An in vitro study to predict eye damage and irritation of tin disulfide was performed by means of HETCAM test according to Invittox method No. 47 (Cerven, 2012). The chorioallantoic membrane (CAM) of White Leghorn eggs, incubated for 10 days, was dosed with 0.3 mL test substance at 10% (w/v) in olive oil, leading to an irritation score (IS) of 0. Based on a threshold concentration of >10% and the IS 10% of 0, the irritating potential of the test article, was determined as none to slight. This study, with negative outcome, was not enough for classification, therefore it was considered to be supportive. Next, a key in vivo study according to Draize method was performed with tin disulfide in three New Zealand White rabbits (Blair, 2012). The test article (0.1 mL equivalent (94.4 mg)) was placed into the conjunctival sac of one eye of each rabbit. The eyes were examined pretest and scored by the Draize technique at 1, 24, 48 and 72 hours postdose. There was no corneal opacity or iritis noted at any observation period. Conjunctival irritation of redness and or discharge, was noted in two out of three eyes, one eye cleared by 24 hours and the other eye by 48 hours.
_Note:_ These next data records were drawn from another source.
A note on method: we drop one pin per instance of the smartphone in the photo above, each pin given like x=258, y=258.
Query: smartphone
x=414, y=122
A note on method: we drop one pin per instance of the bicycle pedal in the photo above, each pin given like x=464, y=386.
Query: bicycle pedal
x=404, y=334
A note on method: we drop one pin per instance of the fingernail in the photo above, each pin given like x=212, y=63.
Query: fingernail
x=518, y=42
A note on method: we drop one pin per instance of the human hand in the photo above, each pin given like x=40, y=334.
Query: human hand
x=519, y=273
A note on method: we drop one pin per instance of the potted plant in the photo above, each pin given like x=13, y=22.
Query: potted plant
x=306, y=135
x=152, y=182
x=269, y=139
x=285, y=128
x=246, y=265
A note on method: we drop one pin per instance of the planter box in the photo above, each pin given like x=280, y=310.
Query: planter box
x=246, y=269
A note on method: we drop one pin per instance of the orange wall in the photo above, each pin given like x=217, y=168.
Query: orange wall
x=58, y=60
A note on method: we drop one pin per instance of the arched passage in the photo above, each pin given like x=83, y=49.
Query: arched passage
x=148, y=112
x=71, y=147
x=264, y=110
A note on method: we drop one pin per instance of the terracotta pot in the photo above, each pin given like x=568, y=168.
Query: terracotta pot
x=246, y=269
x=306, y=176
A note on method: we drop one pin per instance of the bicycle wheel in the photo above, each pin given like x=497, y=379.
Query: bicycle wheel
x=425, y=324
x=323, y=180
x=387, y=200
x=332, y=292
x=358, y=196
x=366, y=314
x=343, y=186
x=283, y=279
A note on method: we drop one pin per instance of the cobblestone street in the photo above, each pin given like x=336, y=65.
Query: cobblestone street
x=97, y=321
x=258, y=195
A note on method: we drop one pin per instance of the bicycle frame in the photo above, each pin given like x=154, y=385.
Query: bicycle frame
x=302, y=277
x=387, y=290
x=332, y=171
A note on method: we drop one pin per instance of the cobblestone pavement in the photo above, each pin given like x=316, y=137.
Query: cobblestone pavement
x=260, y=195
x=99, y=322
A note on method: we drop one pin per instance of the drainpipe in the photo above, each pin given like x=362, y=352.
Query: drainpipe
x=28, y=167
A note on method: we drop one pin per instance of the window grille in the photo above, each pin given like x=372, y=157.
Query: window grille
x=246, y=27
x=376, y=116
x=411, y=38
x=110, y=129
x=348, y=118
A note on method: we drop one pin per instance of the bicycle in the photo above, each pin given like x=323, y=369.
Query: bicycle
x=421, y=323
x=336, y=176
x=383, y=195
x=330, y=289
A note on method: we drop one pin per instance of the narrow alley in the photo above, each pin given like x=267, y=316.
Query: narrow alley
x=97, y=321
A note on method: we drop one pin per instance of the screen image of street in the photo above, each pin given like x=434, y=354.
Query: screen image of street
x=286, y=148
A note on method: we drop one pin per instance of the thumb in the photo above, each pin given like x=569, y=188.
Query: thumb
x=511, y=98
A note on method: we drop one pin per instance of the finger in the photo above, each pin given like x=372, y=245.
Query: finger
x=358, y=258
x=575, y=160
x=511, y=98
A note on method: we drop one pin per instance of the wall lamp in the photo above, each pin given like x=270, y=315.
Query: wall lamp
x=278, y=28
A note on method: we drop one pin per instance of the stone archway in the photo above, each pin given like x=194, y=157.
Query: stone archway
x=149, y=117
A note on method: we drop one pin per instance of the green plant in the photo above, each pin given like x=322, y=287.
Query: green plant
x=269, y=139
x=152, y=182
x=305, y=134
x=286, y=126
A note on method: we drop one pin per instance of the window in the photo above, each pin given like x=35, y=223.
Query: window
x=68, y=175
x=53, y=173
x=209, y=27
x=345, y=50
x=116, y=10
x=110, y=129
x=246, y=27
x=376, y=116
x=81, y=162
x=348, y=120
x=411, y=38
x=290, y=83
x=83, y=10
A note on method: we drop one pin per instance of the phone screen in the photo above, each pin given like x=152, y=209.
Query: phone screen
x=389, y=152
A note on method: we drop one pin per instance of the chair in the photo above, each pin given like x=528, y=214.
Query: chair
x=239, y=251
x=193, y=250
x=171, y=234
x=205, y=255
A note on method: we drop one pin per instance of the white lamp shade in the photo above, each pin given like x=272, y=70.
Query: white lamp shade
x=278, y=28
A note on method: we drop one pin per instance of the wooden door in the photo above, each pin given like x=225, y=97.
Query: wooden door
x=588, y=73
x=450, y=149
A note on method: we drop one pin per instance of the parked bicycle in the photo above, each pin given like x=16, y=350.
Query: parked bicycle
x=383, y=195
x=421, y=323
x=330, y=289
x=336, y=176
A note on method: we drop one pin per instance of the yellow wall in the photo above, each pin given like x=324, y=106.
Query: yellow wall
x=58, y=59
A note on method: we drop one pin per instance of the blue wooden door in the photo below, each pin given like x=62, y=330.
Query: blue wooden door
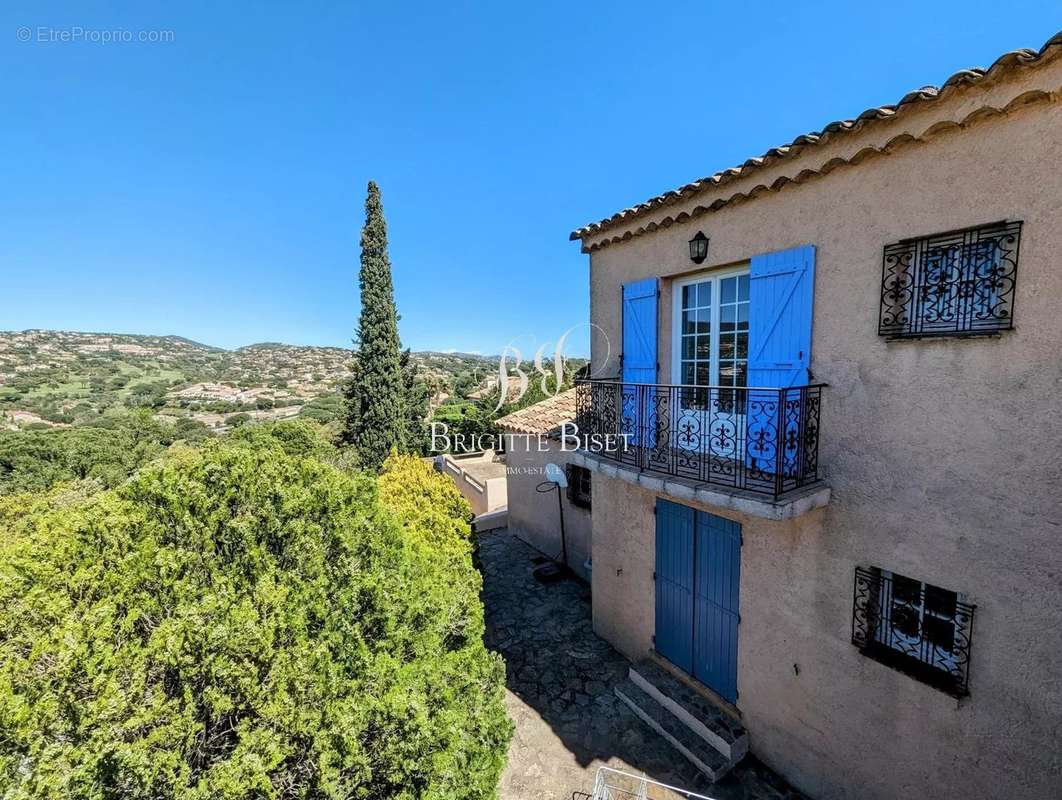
x=717, y=575
x=782, y=295
x=639, y=359
x=674, y=583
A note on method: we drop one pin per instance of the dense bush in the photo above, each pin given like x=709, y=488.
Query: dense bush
x=244, y=620
x=108, y=450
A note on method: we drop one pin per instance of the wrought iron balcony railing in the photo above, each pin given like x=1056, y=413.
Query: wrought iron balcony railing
x=758, y=440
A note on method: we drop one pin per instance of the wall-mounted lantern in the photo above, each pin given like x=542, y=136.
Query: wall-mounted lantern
x=699, y=248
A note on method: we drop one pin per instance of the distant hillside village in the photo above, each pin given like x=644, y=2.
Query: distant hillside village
x=52, y=378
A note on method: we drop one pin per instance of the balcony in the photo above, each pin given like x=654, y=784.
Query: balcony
x=753, y=449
The control eyes appeared normal at all observation periods. There were no abnormal physical signs noted during the observation period. One animal gained body weight and the other two animals remained the same. Supporting information was also available from tin sulfide as read across substance. HETCAM testing according to Invittox showed an irritation score of 0 (Cerven, 2010), whereas in vivo testing for eye irritation in rabbits according to OECD method 405 demonstrated that there was no eye irritation (Blair, 2010). Tin disulfide and Tin sulfide showed a comparable tolerance profile for this endpoint.
Justification
for selection of skin irritation / corrosion endpoint:
Key
in vivo study with reference substance confirming absence of irritation
Justification
for selection of eye irritation endpoint:
Key
in vivo study with reference substance confirming absence of irritation
Justification for classification or non-classification
No classification and labelling is needed for skin and eye corrosion or irritation of tin disulfide according to EU labelling regulations Commission Directive 93/21/EEC and CLP regulation (No. 1272/2008 of 16 December 2008).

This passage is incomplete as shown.